Overviews of the individual packages should be contained in the package overview file in the API documentation.

Database of users and annotations

As previously mentioned, an original design goal was to allow any sort of backing store to be used to hold the annotation database. Over time, this design has not been carefully followed, and much of the interface specification has taken place inside of the DBClient class. In particular, calls to obtain a reference to the annotation database hard code the creation of a DBClient instance, rather than using a factory implementation to obtain access to the data store. All further discussion of the implementation will therefore be focused on this particular implementation of the data store.

The data store is implemented using a Microsoft SQL Server database. In order to facilitate use of the application in both on- and off-line environments, a version of the database server is installed locally when the application is installed, and this local version is periodically synchronized with the central database. Previously, the "normal" method of operation was assumed to be on-line, with off-line status considered to be exceptional. For performance reasons, this assumption is likely to be reversed, so that the local data store is always the current source of annotation information, with periodic updates still made to the central data store.

The most important table in the database is the notations table. The current schema of this table is as follows:

Columns in the notations table
Column Name Data type Description
id int A unique identifier for the annotation. See note on generation of these ids below
url varchar(256) The URL of the content this annotation refers to
addressStart varchar(256) The starting address annotation's text anchor. See note on addresses below
addressEnd varchar(256) The ending address of the annotation's text anchor.
type varchar(32) The type of the annotation, such as text note, bookmark, etc.
author varchar(64) Who created the annotation? This should really contain the user id rather than name
target varchar(32) A singleton field describing the target of the annotation, whose purpose has been subsumed by the NotationModes table
viewableBy varchar(64) A singleton field describing who can view the annotation, whose purpose has been subsumed by the NotationModes table
subject varchar(64) A user-generated subject for the annotation, generally used as a human-readable identifier. Some exceptions to this exist.
discussionID int If this annotation is part of a discussion, a reference to the discussion ID which correlates postings to a discussion together. If the annotation is not part of a discussion, this field is null.
regarding int Another annotation in this table that this annotation refers to. Used only by the discussion mechanism currently.
created datetime The date and time on which this annotation was created. Generally system supplied.
modified datetime The date and time on which this annotation was last modified. Generally system supplied.
body text The content of the annotation; usually user entered text, although exceptions exist
rowguid uniqueidentifier A unique system generated identifier used for synchronization purposes
Diagram image If the annotation is a diagram (or an ink annotation), this field contains the data associated with the diagram.
viewmode varchar(32) Specifies how the annotation should be displayed.
isReference varchar(8) If set to true, then the body of the annotation actually contains a URL; the content stored at this URL is then the content of the annotation.
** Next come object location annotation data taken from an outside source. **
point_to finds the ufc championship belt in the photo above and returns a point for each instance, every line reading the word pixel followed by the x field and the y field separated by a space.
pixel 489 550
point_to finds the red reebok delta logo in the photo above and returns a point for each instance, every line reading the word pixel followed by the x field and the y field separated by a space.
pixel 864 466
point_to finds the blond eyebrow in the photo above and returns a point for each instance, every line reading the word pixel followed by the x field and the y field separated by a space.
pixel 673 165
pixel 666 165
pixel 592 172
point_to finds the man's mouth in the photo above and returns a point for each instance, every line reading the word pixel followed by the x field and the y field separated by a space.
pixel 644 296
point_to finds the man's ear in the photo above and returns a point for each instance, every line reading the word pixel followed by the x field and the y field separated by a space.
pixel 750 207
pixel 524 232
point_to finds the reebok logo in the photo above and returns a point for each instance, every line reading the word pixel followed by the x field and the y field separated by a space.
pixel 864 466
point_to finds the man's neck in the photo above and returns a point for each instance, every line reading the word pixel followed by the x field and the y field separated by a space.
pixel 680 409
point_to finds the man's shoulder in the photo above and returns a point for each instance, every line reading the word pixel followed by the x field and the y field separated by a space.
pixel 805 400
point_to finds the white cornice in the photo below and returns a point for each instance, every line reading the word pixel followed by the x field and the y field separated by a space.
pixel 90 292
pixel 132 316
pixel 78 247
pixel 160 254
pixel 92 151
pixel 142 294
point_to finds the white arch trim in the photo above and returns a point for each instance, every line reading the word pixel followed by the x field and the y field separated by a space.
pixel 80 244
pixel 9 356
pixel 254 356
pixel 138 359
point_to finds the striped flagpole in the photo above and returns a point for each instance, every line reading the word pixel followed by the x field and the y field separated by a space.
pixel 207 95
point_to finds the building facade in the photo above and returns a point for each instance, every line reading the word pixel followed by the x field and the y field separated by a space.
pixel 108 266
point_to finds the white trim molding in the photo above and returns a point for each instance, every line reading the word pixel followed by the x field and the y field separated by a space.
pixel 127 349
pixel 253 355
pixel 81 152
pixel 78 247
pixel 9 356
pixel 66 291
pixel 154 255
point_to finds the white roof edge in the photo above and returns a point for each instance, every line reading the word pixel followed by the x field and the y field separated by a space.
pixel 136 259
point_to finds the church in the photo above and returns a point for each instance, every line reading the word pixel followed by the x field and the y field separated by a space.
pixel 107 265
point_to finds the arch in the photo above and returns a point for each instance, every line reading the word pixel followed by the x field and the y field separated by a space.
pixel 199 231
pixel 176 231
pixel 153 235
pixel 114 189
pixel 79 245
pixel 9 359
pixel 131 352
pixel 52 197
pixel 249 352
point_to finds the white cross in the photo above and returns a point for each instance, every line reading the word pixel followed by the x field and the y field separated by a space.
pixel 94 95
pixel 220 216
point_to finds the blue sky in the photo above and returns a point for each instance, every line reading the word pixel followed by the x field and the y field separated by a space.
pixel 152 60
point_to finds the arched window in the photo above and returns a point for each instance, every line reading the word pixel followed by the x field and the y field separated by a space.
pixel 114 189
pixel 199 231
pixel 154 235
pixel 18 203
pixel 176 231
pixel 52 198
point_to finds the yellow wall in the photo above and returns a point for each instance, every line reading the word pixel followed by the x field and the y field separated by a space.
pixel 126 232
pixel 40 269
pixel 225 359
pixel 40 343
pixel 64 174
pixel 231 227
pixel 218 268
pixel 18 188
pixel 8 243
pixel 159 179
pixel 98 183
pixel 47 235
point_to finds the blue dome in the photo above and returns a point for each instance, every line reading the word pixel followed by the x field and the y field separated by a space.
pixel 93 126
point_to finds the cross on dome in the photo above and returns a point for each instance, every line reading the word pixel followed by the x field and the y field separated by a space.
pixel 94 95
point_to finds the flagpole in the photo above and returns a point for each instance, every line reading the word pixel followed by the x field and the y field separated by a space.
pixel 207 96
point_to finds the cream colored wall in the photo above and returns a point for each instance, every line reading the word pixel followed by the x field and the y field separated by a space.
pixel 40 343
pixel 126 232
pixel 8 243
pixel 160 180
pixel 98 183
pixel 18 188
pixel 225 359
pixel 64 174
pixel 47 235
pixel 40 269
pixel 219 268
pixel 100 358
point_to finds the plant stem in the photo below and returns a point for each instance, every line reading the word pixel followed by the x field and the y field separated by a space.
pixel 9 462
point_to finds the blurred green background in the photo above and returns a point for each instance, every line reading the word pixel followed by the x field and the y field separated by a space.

More details on the tables in the database are available here.

Generation of ID values

Addressing Scheme

A scheme must be created to facilitate identifying portions of text referenced by annotations. The current scheme employed by the eTextReader system is similar to that used by the XPath systems. Document content is modeled as a tree of nodes, and selection of a portion of the content is done by outlining the path through this tree needed to reach the content in question.

Since the content being displayed by the eTextReader is often outside of the user's control, it is possible for an address to be correct at the time of annotation creation, but to have subsequent changes to the content break this address. The eTextReader attempts to minimize this probability by starting all paths at an element containing an XML ID attribute. If this is done, then changes outside the range of content specified by the ID should not break any addresses that start at the given ID value. If an ID attribute cannot be found along the path from the selection to the root node of the tree, a path is generated starting at the top of the tree.

Currently, no effort is made to identify links that may have been broken. One possible way of doing this is to store a checksum of the selected content, and verifiying that this checksum is correct when the annotation is loaded. Note that this only allows us to know when a link has been broken; it will likely not be all that useful when attempting to locate the correct location of the link.